---
title: "OpenCPU"
author: "Andreas Blaette (andreas.blaette@uni-due.de)"
date: "`r Sys.Date()`"
output: rmarkdown::html_vignette
editor_options: 
  chunk_output_type: console
vignette: >
  %\VignetteIndexEntry{OpenCPU}
  %\VignetteEncoding{UTF-8}
  %\VignetteEngine{knitr::rmarkdown}
---

## Objective

Sometimes, it is practically or legally not possible to move corpus data to a local machine. This vignette explains the usage of CWB corpora that are hosted on an [OpenCPU](https://www.opencpu.org/) server.

```{r, eval = TRUE}
library(polmineR)
```


## Remote Corpora

### Publicly Available Corpora

The GermaParl corpus is hosted on an OpenCPU server with the IP 132.252.238.66 (subject to change). To use the corpus, use the `corpus()`-method. The only difference is that you will need to supply the IP address using the argument `server`. 

```{r, eval = FALSE}
gparl <- corpus("GERMAPARL", server = "http://opencpu.politik.uni-due.de")
```

The `gparl` object is an object of class `remote_corpus`.

```{r, eval = FALSE}
is(gparl)
```


### Using polmineR core functionality

The polmineR at this stage exposes a limited set of its functionality for remote corpora.
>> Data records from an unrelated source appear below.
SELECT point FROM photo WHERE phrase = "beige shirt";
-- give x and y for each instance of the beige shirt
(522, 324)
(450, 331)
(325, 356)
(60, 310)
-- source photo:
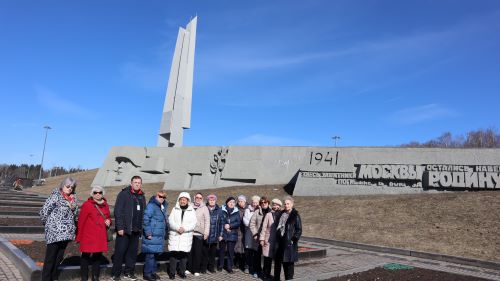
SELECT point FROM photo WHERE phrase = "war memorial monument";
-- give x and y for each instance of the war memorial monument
(310, 171)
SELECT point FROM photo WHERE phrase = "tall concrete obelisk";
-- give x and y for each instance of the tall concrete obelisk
(177, 108)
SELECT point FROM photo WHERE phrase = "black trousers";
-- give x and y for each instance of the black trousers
(197, 255)
(288, 267)
(53, 257)
(249, 253)
(90, 258)
(267, 266)
(181, 258)
(126, 247)
(230, 254)
(212, 252)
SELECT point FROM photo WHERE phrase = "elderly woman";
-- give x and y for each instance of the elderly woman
(182, 221)
(239, 248)
(255, 228)
(215, 230)
(154, 228)
(251, 246)
(199, 251)
(267, 236)
(93, 221)
(288, 232)
(230, 225)
(58, 216)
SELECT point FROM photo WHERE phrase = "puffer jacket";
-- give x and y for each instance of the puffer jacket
(58, 218)
(154, 225)
(256, 225)
(289, 241)
(92, 227)
(181, 242)
(239, 248)
(268, 233)
(125, 204)
(215, 224)
(233, 219)
(248, 240)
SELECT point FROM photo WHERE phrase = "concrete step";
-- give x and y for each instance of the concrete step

Simple investigations in the remote corpus are possible.


#### Get corpus size

```{r, eval = FALSE}
size(gparl)
```


#### Get structural annotation (metadata)

```{r, eval = FALSE}
s_attributes(gparl)
```


#### Subsetting

```{r, eval = FALSE}
gparl2006 <- subset(gparl, year == "2006")
```

The returned object has the class `remote_subcorpus`.

```{r, eval = FALSE}
is(gparl2006)
```


#### Simple count

```{r, eval = FALSE}
count(gparl, query = "Integration")
```

The `count()`-method works for `remote_subcorpus` objects, too.

```{r, eval = FALSE}
count(gparl2006, query = "Integration")
```


#### KWIC

```{r, render = knit_print, message = FALSE, eval = FALSE}
kwic(gparl, query = "Islam", left = 15, right = 15, meta = c("speaker", "party", "date"))
```

Works for the `remote_subcorpus`, too.

```{r, render = knit_print, message = FALSE, eval = FALSE}
kwic(gparl2006, query = "Islam", left = 15, right = 15, meta = c("speaker", "party", "date"))
```


### Restricted Corpora

1. Create directory for registry file-style files with credentials

2. Create file with credentials for your corpus in this directory

Note: Filename is corpus id in lowercase

```{r, eval = FALSE}
##
## registry entry for corpus GERMAPARLSAMPLE
##

# long descriptive name for the corpus
NAME "GermaParlSample"
# corpus ID (must be lowercase in registry!)
ID   germaparlsample
# path to binary data files
HOME http://localhost:8005
# optional info file (displayed by ",info;" command in CQP)
INFO https://zenodo.org/record/3823245#.XsrU-8ZCT_Q 

# corpus properties provide additional information about the corpus:
##:: user = "YOUR_USER_NAME"
##:: password = "YOUR_PASSWORD"
```

3. Set environment variable "OPENCPU_REGISTRY" in .Renviron to dir just mentioned

4. Get server whereabouts

```{r, eval = FALSE}
x <- corpus("MIGPRESS_FAZ", server = "YOURSERVER", restricted = TRUE)
```

## Next steps

Upcoming versions of polmineR will expose further functionality. This is a simple proof-of-concept!